The concept of supply chain digital twin has become very popular in recent years. It is essentially a digital model of your supply chain intended to be the foundation for companies to plan and operate their supply chain digitally and autonomously. The ingredients for a digital twin are: Data, Modeling capability, Algorithmic techniques that can take into account optimization as well as uncertainty. There is also one more attribute of digital twin. That is, like any other twins, the ability to change and grow together. As the physical supply chain changes then the digital supply chain needs to change with it.
This latter property implies a paradigm shift in supply chain planning. It means a shift from deterministic planning to probabilistic planning, from static modeling to dynamic representation, from pre-defined algorithms to adaptable algorithms and from periodic planning to event-driven planning. If your supply chain model is not changing then you have a digital picture of your supply chain not a digital twin. A digital twin is alive a digital picture is dead!

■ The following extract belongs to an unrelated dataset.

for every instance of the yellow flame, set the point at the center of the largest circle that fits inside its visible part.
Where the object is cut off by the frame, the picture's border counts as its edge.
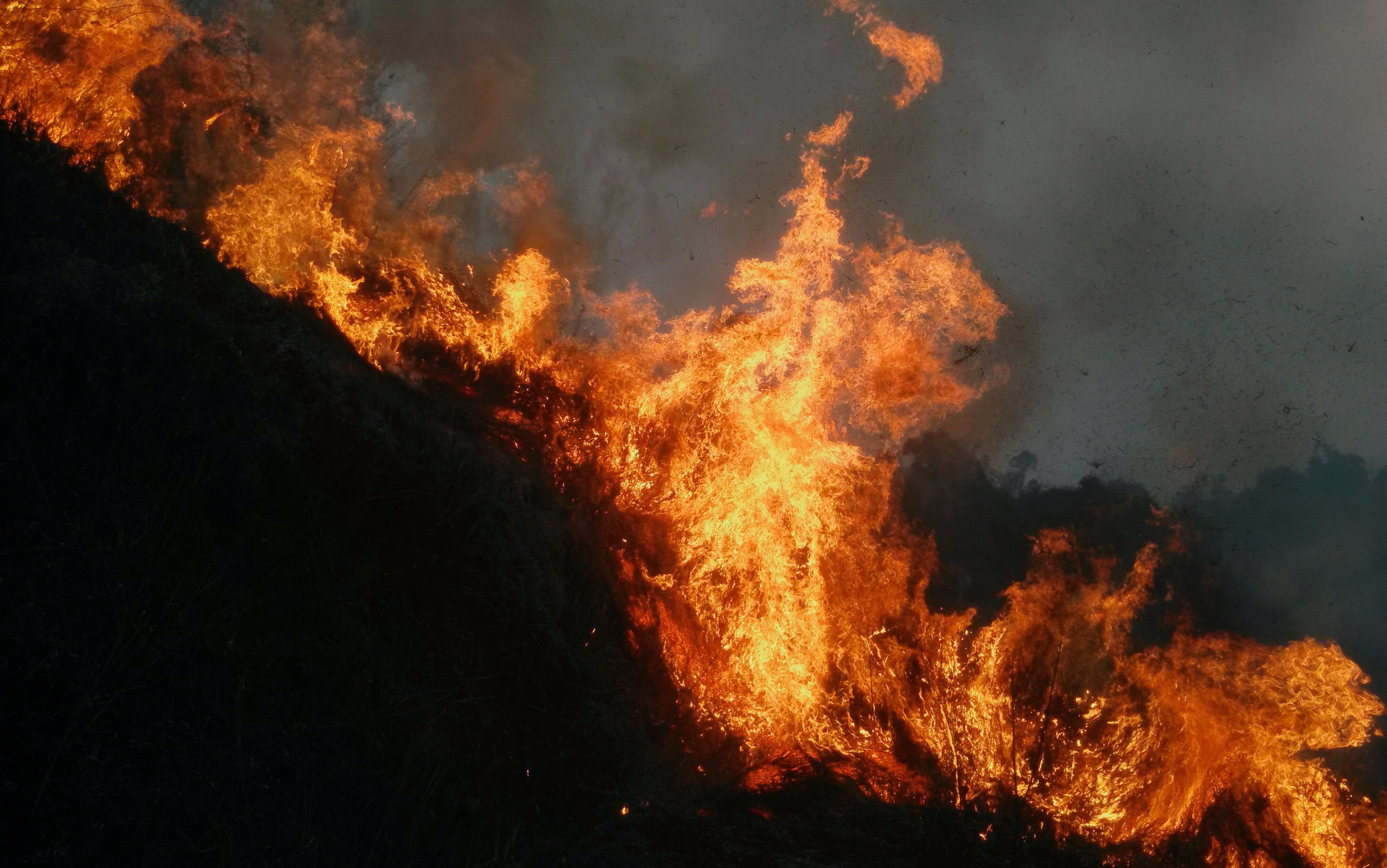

Let us look at these ingredients in more detail. Data comes from many different sources from transaction systems, IOT, streaming data, social media and so on. Having only planning data leads to static modeling. A simple example is supplier leadtime. This may change over time or it may vary by season. Having a static value for the model leads to inaccurate plans over time. Data is not used just to build a supply chain model; it can also be deployed to detect trends and patterns that are evolving. Furthermore, data provides the basic elements needed to find causes of events and for prediction of future events. To this end, data from every source can be relevant and needs to be explored to gain the insight needed. The ML algorithms have the capability to observe such underlying trends, and then invoke prescriptive solutions, or simply ask for help from users, to resolve issues. The third ingredient mentioned above is the capability of the model to represent the supply chain accurately on an on-going basis. An example to the contrary is spreadsheet planning, or a very rough and static model of the supply chain as represented by S&OP models.
A digital twin of the supply chain is a mirror image of every object in the supply chain: a supplier behavior, an equipment capacity, set-up times, operators, the dependency of customer orders to each supplier and millions more. Attributes and attribute-based planning is therefore essential to represent every property of supply chain objects. Products have attributes, WIP inventory has many attributes as it comes out of a process, quality and precision of an equipment are attributes, even carbon footprint of a supplier or a site is an attribute. Thus, attributes are used to create digital twin of the supply chain and be able to monitor their changing patterns. For example, the cost or efficiency of an equipment may vary depending on the season or usage.
In summary, ability to create an accurate and adaptable model of the supply chain and be able to deploy algorithms for prescriptive purposes is predicated on systems that can perform Sales & Operation Execution (S&OE) as well as S&OP. Model accuracy depends on attributes and availability of comprehensive data as the foundation that is needed for intelligent algorithms to create a digital and an autonomous supply chain operation that is constantly adapting.